The share of which PM Modi praised, now he showed amazing, the profit was so much!

Hindustan Aeronautics Limited (HAL), which is a government company under the Ministry of Defense, makes fighter aircraft and helicopters for the country. HAL has prepared important military aircraft like Tejas and Dhruv. HAL weapons during Operation Sindoor gave a befitting reply to Pakistan. Prime Minister Modi himself has also praised this company. Now the company has released the results of the June 2025 quarter. After the result, HAL shares saw an increase of about 3% on Wednesday.

HAL recorded a net profit of ₹ 1,383.77 crore in this quarter, which was ₹ 1,437.14 crore in the same quarter last year. Nevertheless, brokerage firms have full faith in the future of HAL. A big reason for this is the growing earnings of the company. In the June quarter, HAL’s operating income i.e. riven increased by 10.8% to ₹ 4,819.01 crore. The reason for this is the better project delivery and strong demand. HAL’s total net worth was ₹ 34,985.17 crore in the financial year ended in March 2025, which shows the company’s strong financial position.

Large decline in quarterly profits, but work strengthened

In this quarter, HAL’s net profit fell 65.2% to ₹ 4,347.50 crore to ₹ 1,383.77 crore as against the previous quarter. The reason for this huge decline is believed to be the difference between seasonal impact and project delivery. However, the total income of the company increased by 9.5% and it reached ₹ 5,566.10 crore. The thing to note is that revenue means that income increased, but the profit decreased. The reason for this was mainly a sharp decline in net income. Despite this, the work of the company i.e. the operational performance remained good and strong during this period.

Brokerage firms trust HAL

Brokerage house is looking positive about the results of HAL. Nuwama Institutional Equities say the June quarter results were better than expected.
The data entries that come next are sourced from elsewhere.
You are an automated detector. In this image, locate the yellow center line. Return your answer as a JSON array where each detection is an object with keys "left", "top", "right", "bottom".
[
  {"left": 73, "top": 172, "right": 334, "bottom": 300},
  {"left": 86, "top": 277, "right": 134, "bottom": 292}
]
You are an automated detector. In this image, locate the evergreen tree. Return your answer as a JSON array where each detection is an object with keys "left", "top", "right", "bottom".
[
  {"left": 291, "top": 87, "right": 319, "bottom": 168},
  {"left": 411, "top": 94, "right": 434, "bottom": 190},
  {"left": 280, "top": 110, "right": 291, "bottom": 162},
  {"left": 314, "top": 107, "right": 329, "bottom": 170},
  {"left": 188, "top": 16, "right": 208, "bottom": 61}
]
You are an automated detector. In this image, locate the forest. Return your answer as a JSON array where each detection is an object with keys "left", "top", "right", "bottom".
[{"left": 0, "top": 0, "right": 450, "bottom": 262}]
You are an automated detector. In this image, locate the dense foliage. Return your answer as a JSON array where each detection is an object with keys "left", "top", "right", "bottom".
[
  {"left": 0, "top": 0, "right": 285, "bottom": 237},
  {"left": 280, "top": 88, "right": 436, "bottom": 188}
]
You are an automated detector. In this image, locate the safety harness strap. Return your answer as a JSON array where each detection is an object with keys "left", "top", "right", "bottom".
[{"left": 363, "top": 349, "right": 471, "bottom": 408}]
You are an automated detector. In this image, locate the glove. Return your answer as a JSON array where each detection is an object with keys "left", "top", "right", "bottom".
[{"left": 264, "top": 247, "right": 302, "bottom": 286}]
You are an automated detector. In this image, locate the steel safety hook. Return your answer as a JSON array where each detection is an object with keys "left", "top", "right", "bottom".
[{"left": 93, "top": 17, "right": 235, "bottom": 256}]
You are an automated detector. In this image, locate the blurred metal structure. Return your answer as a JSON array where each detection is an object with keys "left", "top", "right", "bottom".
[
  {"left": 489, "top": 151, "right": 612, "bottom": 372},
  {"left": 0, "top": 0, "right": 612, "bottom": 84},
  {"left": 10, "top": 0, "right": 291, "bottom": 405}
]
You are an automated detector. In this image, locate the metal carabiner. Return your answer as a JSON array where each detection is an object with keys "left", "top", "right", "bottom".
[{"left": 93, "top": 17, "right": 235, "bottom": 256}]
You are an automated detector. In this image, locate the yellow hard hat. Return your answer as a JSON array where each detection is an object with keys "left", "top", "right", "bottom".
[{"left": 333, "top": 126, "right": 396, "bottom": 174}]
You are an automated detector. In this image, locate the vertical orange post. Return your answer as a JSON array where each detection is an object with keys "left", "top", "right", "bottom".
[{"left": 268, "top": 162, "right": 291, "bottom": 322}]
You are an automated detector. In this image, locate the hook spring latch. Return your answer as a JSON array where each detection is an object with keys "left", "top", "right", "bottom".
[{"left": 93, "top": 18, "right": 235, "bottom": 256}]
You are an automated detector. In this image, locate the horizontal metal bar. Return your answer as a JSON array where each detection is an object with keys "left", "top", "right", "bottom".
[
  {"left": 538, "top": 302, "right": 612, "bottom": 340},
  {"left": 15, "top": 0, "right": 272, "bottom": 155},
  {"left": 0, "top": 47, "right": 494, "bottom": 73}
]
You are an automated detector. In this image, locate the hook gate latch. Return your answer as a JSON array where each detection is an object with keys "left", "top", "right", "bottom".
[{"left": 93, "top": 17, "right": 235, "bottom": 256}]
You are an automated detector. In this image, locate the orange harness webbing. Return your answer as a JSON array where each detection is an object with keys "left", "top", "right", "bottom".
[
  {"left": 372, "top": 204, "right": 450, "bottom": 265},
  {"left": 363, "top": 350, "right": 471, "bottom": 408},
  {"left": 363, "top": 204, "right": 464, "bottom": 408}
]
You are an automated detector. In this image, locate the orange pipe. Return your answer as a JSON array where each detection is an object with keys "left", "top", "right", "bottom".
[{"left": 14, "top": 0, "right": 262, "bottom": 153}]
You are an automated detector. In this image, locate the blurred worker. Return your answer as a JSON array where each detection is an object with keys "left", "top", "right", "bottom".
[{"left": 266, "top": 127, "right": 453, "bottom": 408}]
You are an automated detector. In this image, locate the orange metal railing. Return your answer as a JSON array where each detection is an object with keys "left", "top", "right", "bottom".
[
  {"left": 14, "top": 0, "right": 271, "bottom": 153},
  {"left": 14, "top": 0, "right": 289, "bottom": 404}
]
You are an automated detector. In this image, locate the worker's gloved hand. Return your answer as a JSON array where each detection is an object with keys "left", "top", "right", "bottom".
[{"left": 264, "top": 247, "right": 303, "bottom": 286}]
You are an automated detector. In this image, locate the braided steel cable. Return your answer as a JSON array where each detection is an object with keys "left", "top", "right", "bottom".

The company’s operating margin reached 26.7% with an annual growth of 10.8%, which was better than the market expected.

Nuwama has given a rating to buy (BUY) on HAL shares and has a target price of ₹ 6,000. They estimate that between 2025 and 2028, the company’s revenue growth may be around 21% annually, while earnings (EPS) may increase by about 11%.

At the same time, Motilal Oswal has also taken a positive attitude towards HAL. He described the company’s strong order book and delivery of Tejas fighter jet as an important reason for future growth. He has kept the target price ₹ 5,800 for HAL and has advised to buy.

Brokerage believes that the company is currently trading at a very attractive valuation according to the estimated earnings of FY26 and FY27. At the same time, large brokerage firms like Morgan Stanley, CLSA and JPMORGAN are also positive about HAL’s stock. CLSA has given HAL a ‘outperform’ rating and said that the company can benefit from large fighter jet order and engine supply.

Disclaimer: This article is only for information and should not be considered as an investment advice in any way. TV9 India suggests its readers and spectators to consult their financial advisors before taking any decision related to money.